Where do silverfish come from?
The Lepisma saccharina is a common indoor pest all over the United States. They usually get into homes one of two ways: they sneak in themselves, or homeowners inadvertently transport them inside. Silverfish are naturally attracted to homes as sources of food, shelter, moisture, and darkness. They often follow utility lines like plumbing pipes through cracks in walls and into homes. They also might follow a cool draft and squeeze through a small opening near a window frame.
Unfortunately, silverfish are also often transported into homes by unsuspecting homeowners. The pests frequently feed on several materials used in moving, such as packing peanuts or cardboard. During the day, they hide on or inside their food sources. When people move these hiding places into their homes, they take the silverfish inside, too. Once inside, silverfish generally seek out the most secluded, dark, humid places in a home. You’ll usually encounter them in basements, crawl spaces, attics, closets, or laundry rooms.

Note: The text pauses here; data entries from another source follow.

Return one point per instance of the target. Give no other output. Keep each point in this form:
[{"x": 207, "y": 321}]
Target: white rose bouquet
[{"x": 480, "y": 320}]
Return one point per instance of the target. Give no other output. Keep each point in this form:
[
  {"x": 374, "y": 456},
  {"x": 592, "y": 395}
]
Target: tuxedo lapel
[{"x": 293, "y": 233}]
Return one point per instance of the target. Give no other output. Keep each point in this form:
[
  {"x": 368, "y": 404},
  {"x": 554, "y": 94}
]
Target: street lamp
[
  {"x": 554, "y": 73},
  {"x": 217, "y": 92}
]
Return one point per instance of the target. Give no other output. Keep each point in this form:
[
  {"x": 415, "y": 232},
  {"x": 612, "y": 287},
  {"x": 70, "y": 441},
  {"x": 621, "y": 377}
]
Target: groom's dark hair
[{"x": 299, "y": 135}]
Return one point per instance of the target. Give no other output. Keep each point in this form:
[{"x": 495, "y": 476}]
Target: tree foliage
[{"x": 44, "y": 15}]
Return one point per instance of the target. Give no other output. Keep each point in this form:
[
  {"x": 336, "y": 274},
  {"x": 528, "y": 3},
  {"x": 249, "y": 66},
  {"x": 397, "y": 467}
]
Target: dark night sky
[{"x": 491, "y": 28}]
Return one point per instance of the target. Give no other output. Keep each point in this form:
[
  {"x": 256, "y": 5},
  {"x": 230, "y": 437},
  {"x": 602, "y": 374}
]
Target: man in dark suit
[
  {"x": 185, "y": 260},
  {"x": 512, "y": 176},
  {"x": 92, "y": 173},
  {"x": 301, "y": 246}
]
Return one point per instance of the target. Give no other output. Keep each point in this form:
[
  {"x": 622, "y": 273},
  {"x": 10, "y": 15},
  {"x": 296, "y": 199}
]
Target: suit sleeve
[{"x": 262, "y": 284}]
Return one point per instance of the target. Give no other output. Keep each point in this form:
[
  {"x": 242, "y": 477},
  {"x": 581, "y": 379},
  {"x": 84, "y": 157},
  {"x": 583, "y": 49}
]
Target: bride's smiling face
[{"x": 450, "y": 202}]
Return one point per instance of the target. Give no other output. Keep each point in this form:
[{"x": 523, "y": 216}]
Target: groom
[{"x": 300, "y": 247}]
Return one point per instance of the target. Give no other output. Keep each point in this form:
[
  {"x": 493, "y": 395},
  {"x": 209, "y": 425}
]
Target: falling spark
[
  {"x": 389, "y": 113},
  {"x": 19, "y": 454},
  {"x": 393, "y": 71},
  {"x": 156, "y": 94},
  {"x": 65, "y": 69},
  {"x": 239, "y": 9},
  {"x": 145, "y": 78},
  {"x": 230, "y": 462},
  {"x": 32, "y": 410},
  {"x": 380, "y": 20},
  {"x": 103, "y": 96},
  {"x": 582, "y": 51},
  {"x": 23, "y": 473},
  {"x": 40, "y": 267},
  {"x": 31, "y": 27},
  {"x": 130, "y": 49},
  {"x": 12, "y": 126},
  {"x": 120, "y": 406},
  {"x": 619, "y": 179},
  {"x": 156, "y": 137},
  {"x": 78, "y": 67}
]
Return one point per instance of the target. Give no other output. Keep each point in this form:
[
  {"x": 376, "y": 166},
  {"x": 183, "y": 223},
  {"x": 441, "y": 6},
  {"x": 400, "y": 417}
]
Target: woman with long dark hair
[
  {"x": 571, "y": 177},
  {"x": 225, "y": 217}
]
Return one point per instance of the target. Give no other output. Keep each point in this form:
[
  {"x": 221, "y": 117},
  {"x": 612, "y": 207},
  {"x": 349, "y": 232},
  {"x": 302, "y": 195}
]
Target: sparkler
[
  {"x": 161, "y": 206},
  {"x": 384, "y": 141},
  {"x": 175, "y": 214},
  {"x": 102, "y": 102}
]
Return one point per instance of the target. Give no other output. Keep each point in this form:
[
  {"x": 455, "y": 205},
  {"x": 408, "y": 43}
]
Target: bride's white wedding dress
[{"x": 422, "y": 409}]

How can I keep silverfish out?
Silverfish need humidity to stay active, or they’ll dry out and die. Look for parts of your home with high humidity and figure out why it’s happening. Patch up drafts and reinforce worn insulation. Fix sources of moisture accumulation like leaking plumbing, condensation, or puddles. Consider investing in a dehumidifier for problematic areas like your basement. Deprive silverfish of likely hiding places, like clutter or stray boxes. You probably can’t keep all their food away from them, but you can make it harder to access safely.
Next, try to figure out how silverfish entered your home. Look for gaps along window and door frames, baseboard walls, floors, and near utility lines. Silverfish don’t need very much space to squeeze into a home. If you can see it they can use it. Patch up these gaps with caulk. Replace old or damaged windows and doors. Don’t leave anything leaning up against the side of your home for silverfish to climb on. Finally, be careful when bringing possible silverfish hideouts into your home. Check the bottom, sides, and insides of moving boxes and bags before you bring them inside.
Perhaps the worst thing about silverfish is their long lifespans. A single generation of silverfish can live for several years, and young silverfish grow up fast. Unfortunately, that means if you don’t deal with a silverfish infestation right away, it’s only going to get worse.